Re: [BUG] lockup with the latest kernel

public inbox for linux-kernel@vger.kernel.org
 help / color / mirror / Atom feed

From: Ingo Molnar <mingo@elte.hu>
To: Tejun Heo <tj@kernel.org>
Cc: Steven Rostedt <rostedt@goodmis.org>,
	LKML <linux-kernel@vger.kernel.org>,
	Thomas Gleixner <tglx@linutronix.de>,
	Peter Zijlstra <peterz@infradead.org>,
	Andrew Morton <akpm@linux-foundation.org>,
	Linus Torvalds <torvalds@linux-foundation.org>
Subject: Re: [BUG] lockup with the latest kernel
Date: Fri, 28 Aug 2009 08:36:03 +0200	[thread overview]
Message-ID: <20090828063603.GA21420@elte.hu> (raw)
In-Reply-To: <4A97468A.6080502@kernel.org>


* Tejun Heo <tj@kernel.org> wrote:

> Tejun Heo wrote:
> >>> Always happens where one CPU is sending an IPI and the other has the rq 
> >>> spinlock.

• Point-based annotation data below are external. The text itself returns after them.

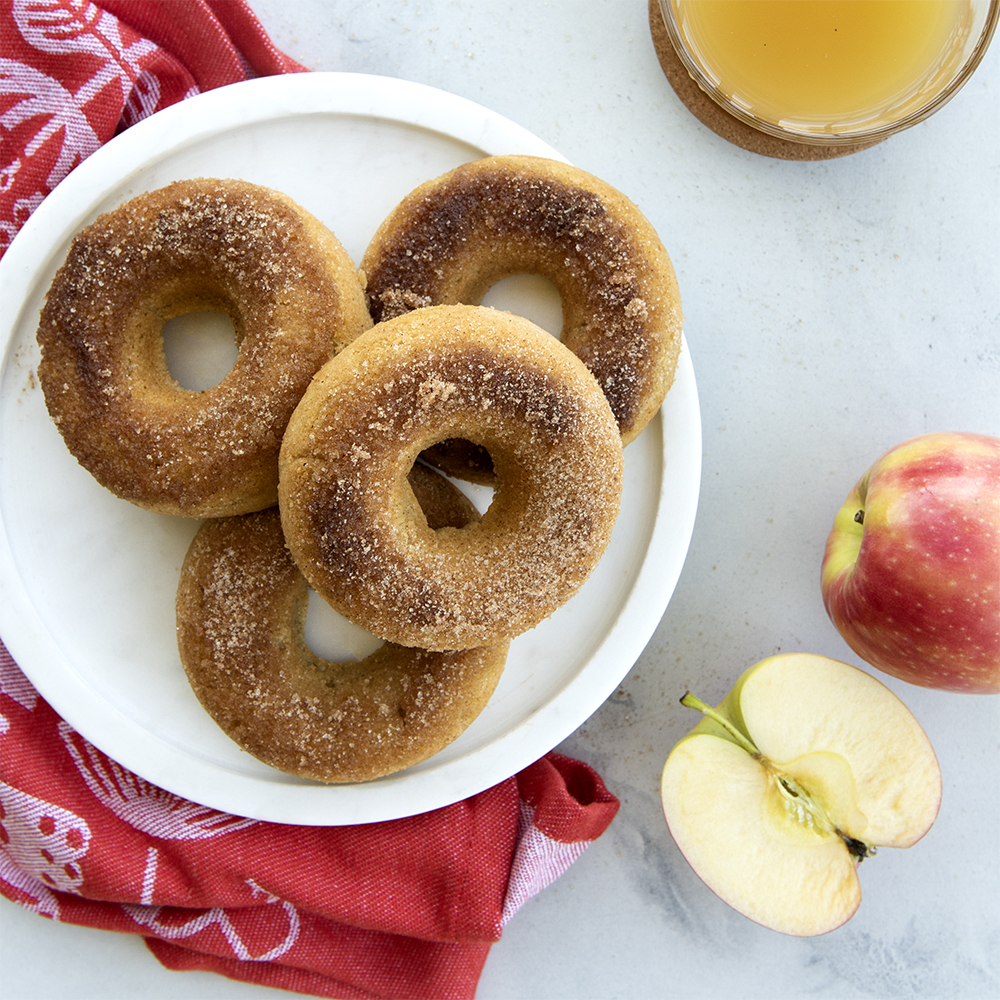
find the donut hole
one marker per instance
(480, 495)
(330, 636)
(532, 296)
(200, 348)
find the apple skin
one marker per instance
(912, 582)
(867, 778)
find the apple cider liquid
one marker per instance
(822, 64)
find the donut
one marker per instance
(294, 296)
(241, 609)
(441, 372)
(454, 237)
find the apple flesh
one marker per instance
(911, 571)
(807, 767)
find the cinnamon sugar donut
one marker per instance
(442, 372)
(453, 238)
(241, 609)
(227, 246)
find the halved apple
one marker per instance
(805, 769)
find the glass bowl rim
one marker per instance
(846, 137)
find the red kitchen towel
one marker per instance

Seems to be that the IPI expects the other CPU to not have 
> >>> interrupts disabled or something?
> > 
> > I'm not too familiar with apics but AFAIK sending IPI isn't an
> > interlocked operation (not at least at the software level) so I doubt
> > it has much to do with the other cpu doing or not doing anything.  It
> > looks like the local apic is stuck hardware-wise.  The only thing the
> > commit changes is that cpu1 would be using vector 0xf1 instead of 0xf0
> > together with cpu0.
> > 
> > (reading the doc...) Okay, here's something interesting.  It's from
> > section 9.8.4 of intel doc 253668.pdf - Intel 64 and IA-32
> > Architectures Software Developer's Manual Volume 3A: System
> > Programming Guide, Part 1.
> > 
> >  For the P6 family and Pentium processors, the IRR and ISR registers
> >  can queue no more than two interrupts per priority level, and will
> >  reject other interrupts that are received within the same priority
> >  level.
> > 
> > And from AMD's 24593 - AMD64 Architecture Programmer's Manual Volume
> > 2: System Programming, section 16.6.3.
> > 
> >  No more than two interrupts can be pending for the same interrupt
> >  vector number. Subsequent interrupt requests to the same interrupt
> >  vector number will be rejected. See Figure 16-23 on page 445.
> > 
> 
> Oh... there are differences that I missed.
> 
>  All intels: If more than one interrupt is generated with the same
> 	     vector number, the local APIC can set the bit for the
> 	     vector both in the IRR and the ISR. This means that for
> 	     the Pentium 4 and Intel Xeon processors, the IRR and ISR
> 	     can queue two interrupts for each interrupt vector: one
> 	     in the IRR and one in the ISR. Any additional interrupts
> 	     issued FOR THE SAME INTERRUPT VECTOR are COLLAPSED INTO
> 	     THE SINGLE BIT in the IRR.
> 
>  Ppro: no more than two interrupts PER PRIORITY LEVEL, and will REJECT
>        OTHER interrupts
> 
>  AMD64: Subsequent interrupt requests to THE SAME INTERRUPT VECTOR
>         NUMBER will be REJECTED.
> 
> Eh... don't have earlier AMD doc and gotta go now.  Can somebody 
> please check?  But it looks like we can deadlock by simply sending 
> RESCHEDULE_VECTOR more than two times while holding rq lock on 
> AMD?

We poll ICR in the send-IPI logic before sending it out - so this 
shouldnt happen. The restrictions above should at most cause extra 
polling latency (i.e. it's a performance detail, not a lockup 
source). See all the *wait_icr_idle() methods in the IPI sending 
logic in arch/x86.

Neither TLB flushes nor reschedule IPIs are idempotent, so if this 
was broken and if we lost requested events on remote CPUs we'd 
notice it rather quickly via TLB flush related hangs or scheduling 
latencies or lost wakeups, on a rather large category of CPUs.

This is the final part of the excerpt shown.